Uma produção francesa que aborda a guerra do narcotráfico no México, sem ser filmada lá e praticamente sem mexicanos na produção e elenco, está naturalmente sujeita aos tradicionais estereótipos que, nós latinos, conhecemos bem.

 


Por outro lado, valer-se de uma atriz trans como Karla Sofia Gascón para o papel central de Emilia dá força e credibilidade à incrível história que ela vive. Tudo nela se liquefaz, inclusive o modo de viver e de encarar o mundo, não só o gênero ou a identidade.  Com a personagem de Rita, da ótima Zoe Saldaña, passa-se o mesmo, sua capacidade e talento profissional mudam de vetor, de campo, se liquefazem.  A família de Emilia, ex-mulher e filhos, desfaz-se, embaralhando os papéis familiares.  Vira uma família líquida.  E por aí vai.

 

Enfim, é um filme que dá o que falar.  Tem um maravilhoso quarteto feminino: Gascón, Saldaña, Selena Gomez e Adriana Paz, e uma equipe de produção para lá de competente.  Do trabalho do diretor aos criadores das músicas, coreografias e danças bem atraentes, “Emilia Pérez” é  um produto cinematográfico respeitável.

 

Agora, algumas considerações extra-filme.  Ele concorre ao Oscar nas mesmas categorias em que o brasileiro “Ainda Estou Aqui” foi indicado: melhor filme, melhor filme internacional e atriz.  Só que tem ainda mais 10 indicações, alcançando 13 no total. Um evidente exagero.  Sinal de que é o grande favorito do Oscar do ano?  Ou corre o risco de flopar legal?
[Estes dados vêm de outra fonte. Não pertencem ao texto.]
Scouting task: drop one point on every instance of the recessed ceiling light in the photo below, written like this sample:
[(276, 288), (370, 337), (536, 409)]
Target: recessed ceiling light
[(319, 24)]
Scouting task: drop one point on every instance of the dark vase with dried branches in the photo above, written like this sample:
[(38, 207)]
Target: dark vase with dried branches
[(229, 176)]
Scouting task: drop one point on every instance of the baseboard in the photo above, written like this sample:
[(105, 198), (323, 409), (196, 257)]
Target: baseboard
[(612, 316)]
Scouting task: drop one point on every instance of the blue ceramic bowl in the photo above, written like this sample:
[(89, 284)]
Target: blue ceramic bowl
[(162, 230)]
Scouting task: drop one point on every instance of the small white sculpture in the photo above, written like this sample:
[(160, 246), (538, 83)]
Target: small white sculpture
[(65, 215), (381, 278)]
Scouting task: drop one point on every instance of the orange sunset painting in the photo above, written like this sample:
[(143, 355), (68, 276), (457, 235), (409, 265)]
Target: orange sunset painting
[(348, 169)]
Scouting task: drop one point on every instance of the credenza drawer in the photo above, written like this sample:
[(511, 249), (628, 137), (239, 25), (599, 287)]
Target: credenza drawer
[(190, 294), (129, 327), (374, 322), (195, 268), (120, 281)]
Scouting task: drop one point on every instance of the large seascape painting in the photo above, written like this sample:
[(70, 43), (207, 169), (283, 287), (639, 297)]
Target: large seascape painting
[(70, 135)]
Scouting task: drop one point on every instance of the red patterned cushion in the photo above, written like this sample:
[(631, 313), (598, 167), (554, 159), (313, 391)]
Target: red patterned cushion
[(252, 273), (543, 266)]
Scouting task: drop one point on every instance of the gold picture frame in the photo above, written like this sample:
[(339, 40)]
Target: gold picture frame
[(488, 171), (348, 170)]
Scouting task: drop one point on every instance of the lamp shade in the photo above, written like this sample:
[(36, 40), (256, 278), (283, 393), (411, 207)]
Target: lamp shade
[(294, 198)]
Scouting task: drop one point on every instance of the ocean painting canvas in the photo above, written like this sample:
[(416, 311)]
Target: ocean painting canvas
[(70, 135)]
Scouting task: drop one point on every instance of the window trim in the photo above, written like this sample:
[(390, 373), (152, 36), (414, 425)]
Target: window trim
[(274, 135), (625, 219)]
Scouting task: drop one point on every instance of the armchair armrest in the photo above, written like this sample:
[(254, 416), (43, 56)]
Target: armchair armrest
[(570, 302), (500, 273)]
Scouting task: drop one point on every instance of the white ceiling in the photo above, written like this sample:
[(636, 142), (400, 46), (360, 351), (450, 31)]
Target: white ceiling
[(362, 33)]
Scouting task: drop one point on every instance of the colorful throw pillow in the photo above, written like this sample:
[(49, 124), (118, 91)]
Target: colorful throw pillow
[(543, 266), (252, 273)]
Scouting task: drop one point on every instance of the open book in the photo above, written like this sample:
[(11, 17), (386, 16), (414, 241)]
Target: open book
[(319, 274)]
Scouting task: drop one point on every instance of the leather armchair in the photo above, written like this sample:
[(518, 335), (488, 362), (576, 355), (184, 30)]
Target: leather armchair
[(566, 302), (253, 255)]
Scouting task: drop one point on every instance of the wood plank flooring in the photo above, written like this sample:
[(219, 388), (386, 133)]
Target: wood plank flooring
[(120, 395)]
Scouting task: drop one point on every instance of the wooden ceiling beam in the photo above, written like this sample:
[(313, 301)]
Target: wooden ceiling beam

Aí vai muito da campanha, do trabalho de divulgação.  Da briga midiática e das redes sociais que já, ao que parece, causaram danos a Karla Gascón por surpreendentes manifestações preconceituosas, em passado recente.  Logo ela, que representa pela primeira vez uma transexual com chances?

 

As disputas paralelas das redes sociais nada acrescentam ou significam às qualidades ou problemas dos filmes, mesmo que interfiram nas decisões finais dos votantes da Academia.  Não farão de “Emilia Pérez” uma obra-prima, o que ela não é, mas também não transformarão um filme relevante e significativo em algo a ser rechaçado ou ignorado.  Aliás, é muito difícil ignorar um filme como esse.